SEOUL -- Passive daytime radiative cooling has been developed to enhance solar reflectivity and emissivity in the long-wavelength infrared region, but sustainable materials for radiative cooling have not been sufficiently investigated.
A team of researchers from the state-run Korea Research Institute of Chemical Technology (KRICT), Chung-Ang University in Seoul, and the University of California, Irvine, has developed an eco-friendly polymer structure for effective radiative cooling via thermally induced phase separation, using polylactic acid (PLA), a biodegradable thermoplastic polyester.
The hierarchically porous PLA realized high-performance passive radiative cooling without a silver coating for solar reflection, cooling as much as 9 degrees Celsius below the ambient temperature, the team said in a paper published on the website of ACS Sustainable Chemistry & Engineering, a peer-reviewed scientific journal.
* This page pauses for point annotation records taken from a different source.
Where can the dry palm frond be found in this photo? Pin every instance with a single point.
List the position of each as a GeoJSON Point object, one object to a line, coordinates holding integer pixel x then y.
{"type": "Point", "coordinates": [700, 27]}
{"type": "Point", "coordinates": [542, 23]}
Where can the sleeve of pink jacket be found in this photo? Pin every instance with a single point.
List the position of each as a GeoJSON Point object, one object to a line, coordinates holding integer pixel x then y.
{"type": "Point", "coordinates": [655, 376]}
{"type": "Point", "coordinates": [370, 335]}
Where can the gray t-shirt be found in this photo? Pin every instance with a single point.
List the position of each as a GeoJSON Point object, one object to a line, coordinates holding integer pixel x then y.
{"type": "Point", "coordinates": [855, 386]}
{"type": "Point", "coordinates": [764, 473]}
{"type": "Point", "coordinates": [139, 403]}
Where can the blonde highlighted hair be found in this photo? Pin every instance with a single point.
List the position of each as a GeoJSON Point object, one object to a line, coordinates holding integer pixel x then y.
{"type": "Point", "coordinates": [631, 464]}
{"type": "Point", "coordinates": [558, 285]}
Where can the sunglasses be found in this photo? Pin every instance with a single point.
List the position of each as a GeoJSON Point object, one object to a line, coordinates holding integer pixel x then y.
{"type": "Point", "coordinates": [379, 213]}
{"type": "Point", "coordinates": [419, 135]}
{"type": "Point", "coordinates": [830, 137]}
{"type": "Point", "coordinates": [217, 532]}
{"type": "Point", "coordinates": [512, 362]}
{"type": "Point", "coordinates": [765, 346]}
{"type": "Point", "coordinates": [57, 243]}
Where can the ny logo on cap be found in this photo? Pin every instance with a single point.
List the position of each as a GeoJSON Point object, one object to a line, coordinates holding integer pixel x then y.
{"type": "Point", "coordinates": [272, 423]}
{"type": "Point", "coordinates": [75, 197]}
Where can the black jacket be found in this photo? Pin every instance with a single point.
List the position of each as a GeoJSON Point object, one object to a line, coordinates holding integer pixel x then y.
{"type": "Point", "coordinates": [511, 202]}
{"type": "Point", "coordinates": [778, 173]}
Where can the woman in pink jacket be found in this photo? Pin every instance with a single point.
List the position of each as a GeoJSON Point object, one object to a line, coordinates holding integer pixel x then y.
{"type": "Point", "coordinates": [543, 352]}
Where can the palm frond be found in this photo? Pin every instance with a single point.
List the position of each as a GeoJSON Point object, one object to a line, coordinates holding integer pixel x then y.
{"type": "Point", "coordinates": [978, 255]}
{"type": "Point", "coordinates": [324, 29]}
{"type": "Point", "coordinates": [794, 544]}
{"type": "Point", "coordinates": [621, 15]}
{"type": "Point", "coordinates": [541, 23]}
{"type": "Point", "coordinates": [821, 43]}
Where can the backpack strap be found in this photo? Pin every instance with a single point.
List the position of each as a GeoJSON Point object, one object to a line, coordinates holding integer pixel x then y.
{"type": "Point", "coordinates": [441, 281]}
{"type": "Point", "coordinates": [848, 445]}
"This cooling effect is the highest among all organic-based passive radiation cooling emitters reported so far," the team said. "The present work provides an ideal passive radiative cooling strategy for creating environmentally friendly buildings with reduced energy consumption."
KRICT described the porous PLA as an eco-friendly zero-energy cooling material that can be cooled like an air conditioner without using additional energy, reflect more than 95 percent of sunlight, and cool the surface of an object by heat radiation even under direct sunlight.
The cooling material can contribute to efficient heat management without energy use and can be applied to buildings, automobiles, and solar cells, the state research body said. "With this technology development, we will be able to preoccupy core technologies for energy reduction and efficient thermal management through active cooperation with companies related to materials and energy devices," KRICT head Yi Mi-hye said in a statement on July 14.
A subsequent study on scale-up techniques for mass synthesis and large-area coating is needed for commercialization that could create an economic ripple effect by replacing white paint, KRICT said.
Materials that introduced structures for heat dissipation on aluminum or silver substrates were expensive, vulnerable to impact, and difficult to apply to actual buildings. KRICT said that researchers have designed a hierarchical pore structure in PLA without a separate reflective layer substrate to develop an excellent radiation cooling material. The material applied to a building with an area of about 100 square meters for simulation was able to reduce power consumption by up to 8.6 percent per year.